The annual daily precipitation maxima are collected and stored in the yearly_max variable.

## Extreme value analysis

The next step is to calculate the extreme value statistics by fitting adistribution through the annual daily precipitation maxima. We will use the Gumbel distribution, other types of distributions are possible:

![Create a Project](images/extreme_value_analysis.png)
Source: Huyse & Thacker, 2004


## Fitting Data to a Gumbel Distribution

Here, we fit the Gumbel Distribution through the data.

In [None]:
# Fit the Gumbel distribution to the data
params = gumbel_r.fit(yearly_max)
location, scale = params

## Visualize results

The final step is to visualize the results in the form of a Gumbel plot.

In [None]:
# Calculate the CDF for the annual daily maximum precipitation values
cdf_values = gumbel_r.cdf(yearly_max, *params)

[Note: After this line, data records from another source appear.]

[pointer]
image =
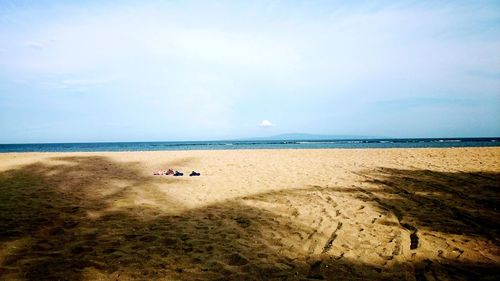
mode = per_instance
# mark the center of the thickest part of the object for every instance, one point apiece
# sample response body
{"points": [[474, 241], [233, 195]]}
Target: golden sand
{"points": [[400, 214]]}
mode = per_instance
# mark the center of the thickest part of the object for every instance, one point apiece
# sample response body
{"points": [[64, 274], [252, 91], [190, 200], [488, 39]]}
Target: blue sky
{"points": [[196, 70]]}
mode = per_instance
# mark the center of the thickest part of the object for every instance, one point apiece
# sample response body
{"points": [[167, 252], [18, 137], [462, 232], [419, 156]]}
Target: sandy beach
{"points": [[370, 214]]}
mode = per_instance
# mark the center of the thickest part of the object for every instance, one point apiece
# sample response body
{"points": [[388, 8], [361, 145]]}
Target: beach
{"points": [[296, 214]]}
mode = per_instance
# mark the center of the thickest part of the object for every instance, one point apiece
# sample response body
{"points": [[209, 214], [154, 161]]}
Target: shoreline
{"points": [[259, 149]]}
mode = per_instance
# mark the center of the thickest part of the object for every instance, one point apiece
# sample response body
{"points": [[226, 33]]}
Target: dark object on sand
{"points": [[194, 174]]}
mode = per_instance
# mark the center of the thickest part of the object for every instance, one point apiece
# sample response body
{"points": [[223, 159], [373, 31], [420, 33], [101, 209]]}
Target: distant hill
{"points": [[299, 136]]}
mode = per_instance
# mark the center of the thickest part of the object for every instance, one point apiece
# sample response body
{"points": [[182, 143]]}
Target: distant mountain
{"points": [[298, 136]]}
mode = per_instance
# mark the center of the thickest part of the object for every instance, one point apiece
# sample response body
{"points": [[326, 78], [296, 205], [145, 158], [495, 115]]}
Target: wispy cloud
{"points": [[219, 67], [34, 45], [266, 124]]}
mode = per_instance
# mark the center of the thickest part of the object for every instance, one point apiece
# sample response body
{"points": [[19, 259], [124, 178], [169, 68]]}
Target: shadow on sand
{"points": [[76, 219]]}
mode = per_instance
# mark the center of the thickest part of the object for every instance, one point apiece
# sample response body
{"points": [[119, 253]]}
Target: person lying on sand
{"points": [[194, 174]]}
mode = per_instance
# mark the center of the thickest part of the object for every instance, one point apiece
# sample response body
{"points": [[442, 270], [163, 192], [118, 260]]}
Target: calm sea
{"points": [[264, 144]]}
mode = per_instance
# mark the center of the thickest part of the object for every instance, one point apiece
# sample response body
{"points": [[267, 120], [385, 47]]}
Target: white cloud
{"points": [[266, 124], [34, 45]]}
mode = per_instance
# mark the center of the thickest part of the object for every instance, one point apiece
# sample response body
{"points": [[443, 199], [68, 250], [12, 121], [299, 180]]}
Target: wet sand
{"points": [[371, 214]]}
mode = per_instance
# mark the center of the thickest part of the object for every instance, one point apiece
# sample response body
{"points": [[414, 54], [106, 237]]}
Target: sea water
{"points": [[263, 144]]}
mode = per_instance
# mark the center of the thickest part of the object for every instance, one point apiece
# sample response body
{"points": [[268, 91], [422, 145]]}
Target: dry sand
{"points": [[374, 214]]}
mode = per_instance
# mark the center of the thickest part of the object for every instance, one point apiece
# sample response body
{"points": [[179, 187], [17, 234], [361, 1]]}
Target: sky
{"points": [[85, 71]]}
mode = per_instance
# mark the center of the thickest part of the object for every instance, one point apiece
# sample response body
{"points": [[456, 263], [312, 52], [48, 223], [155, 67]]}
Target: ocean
{"points": [[263, 144]]}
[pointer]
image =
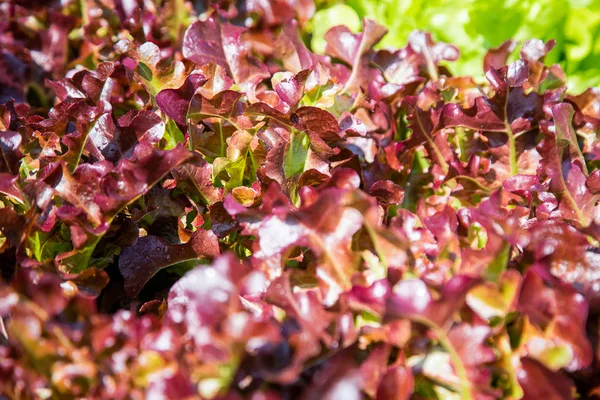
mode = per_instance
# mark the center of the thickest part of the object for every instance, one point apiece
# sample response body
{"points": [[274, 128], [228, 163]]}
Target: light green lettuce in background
{"points": [[476, 25]]}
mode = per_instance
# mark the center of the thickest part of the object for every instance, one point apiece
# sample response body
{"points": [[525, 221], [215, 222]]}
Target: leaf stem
{"points": [[461, 371]]}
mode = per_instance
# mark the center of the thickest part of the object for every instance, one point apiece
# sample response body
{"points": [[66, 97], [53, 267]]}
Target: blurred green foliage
{"points": [[476, 25]]}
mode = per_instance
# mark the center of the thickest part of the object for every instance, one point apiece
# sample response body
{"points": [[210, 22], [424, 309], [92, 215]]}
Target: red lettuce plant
{"points": [[201, 207]]}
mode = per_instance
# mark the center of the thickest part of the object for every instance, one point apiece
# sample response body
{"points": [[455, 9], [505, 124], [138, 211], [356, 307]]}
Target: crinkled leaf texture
{"points": [[192, 209]]}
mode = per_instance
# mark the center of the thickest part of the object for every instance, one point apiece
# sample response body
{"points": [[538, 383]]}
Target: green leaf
{"points": [[295, 155], [144, 71], [498, 265]]}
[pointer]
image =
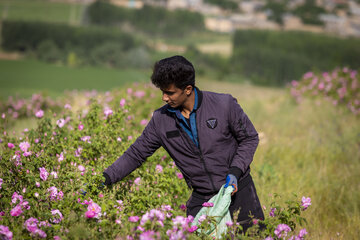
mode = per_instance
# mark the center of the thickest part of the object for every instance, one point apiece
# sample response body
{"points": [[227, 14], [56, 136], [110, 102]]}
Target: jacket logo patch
{"points": [[172, 134], [211, 123]]}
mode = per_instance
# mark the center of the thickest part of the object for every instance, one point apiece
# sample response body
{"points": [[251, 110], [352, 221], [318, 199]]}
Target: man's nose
{"points": [[165, 97]]}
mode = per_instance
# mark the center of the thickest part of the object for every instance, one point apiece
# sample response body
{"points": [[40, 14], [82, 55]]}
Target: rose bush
{"points": [[340, 87], [51, 179]]}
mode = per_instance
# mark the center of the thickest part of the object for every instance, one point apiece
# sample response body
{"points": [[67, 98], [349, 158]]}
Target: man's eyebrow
{"points": [[165, 91]]}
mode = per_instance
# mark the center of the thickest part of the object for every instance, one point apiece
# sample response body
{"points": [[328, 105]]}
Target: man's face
{"points": [[174, 96]]}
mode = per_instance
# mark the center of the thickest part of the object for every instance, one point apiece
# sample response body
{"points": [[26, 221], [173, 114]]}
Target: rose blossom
{"points": [[11, 146], [43, 174], [305, 202], [81, 168], [122, 102], [159, 168], [39, 114], [15, 197], [93, 210], [137, 181], [57, 216], [31, 224], [208, 204], [4, 231], [40, 233], [24, 146], [179, 175], [108, 112], [16, 211], [282, 230], [60, 122], [133, 219]]}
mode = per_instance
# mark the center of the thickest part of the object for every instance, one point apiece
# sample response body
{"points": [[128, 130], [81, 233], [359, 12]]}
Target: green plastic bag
{"points": [[220, 211]]}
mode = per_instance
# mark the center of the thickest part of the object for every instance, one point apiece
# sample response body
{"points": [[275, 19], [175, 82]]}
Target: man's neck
{"points": [[188, 105]]}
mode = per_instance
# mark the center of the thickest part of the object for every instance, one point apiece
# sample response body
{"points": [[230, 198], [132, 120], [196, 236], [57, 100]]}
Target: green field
{"points": [[25, 77], [41, 10], [311, 149]]}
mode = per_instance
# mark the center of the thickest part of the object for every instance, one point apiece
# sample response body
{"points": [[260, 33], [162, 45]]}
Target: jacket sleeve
{"points": [[246, 136], [136, 154]]}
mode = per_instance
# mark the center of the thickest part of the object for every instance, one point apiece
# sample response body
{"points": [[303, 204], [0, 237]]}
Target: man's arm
{"points": [[135, 155], [246, 136]]}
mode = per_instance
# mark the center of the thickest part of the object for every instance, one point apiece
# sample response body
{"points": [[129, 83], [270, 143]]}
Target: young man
{"points": [[208, 135]]}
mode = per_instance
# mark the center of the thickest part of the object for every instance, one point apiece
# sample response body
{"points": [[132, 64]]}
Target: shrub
{"points": [[276, 58], [50, 182], [149, 19], [48, 51], [340, 87]]}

# Calculate return periods from the CDF values
return_periods = 1 / (1 - cdf_values)

# Sort the data for plotting (important for line plots to make sense)
sorted_indices = np.argsort(return_periods)
sorted_return_periods = return_periods[sorted_indices]
sorted_yearly_max = np.array(yearly_max)[sorted_indices]

# Plotting
plt.figure(figsize=(8, 6))
plt.plot(sorted_return_periods, sorted_yearly_max, marker='o', linestyle='-', color='b')
plt.xscale('log')  # Optional: Logarithmic scale can make the plot easier to interpret
plt.xlabel('Return Period (years)')
plt.ylabel('Annual Daily Maximum Precipitation (mm)')
plt.title('Gumbel Plot of Annual Daily Maximum Precipitation')
plt.grid(True, which="both", ls="--")
plt.show()

## You have sucessfully created an extreme value analysis of the occurence of Annual Daily Maximum Precpitation!

Please try to:
- Select different region of interest and compare the results.
- Select different precipitation dataset and compare the results.
- Extrapolate Gumbel plot for higher Return Periods.
- Apply a different fit such as Generalized extreme value distribution (GEV).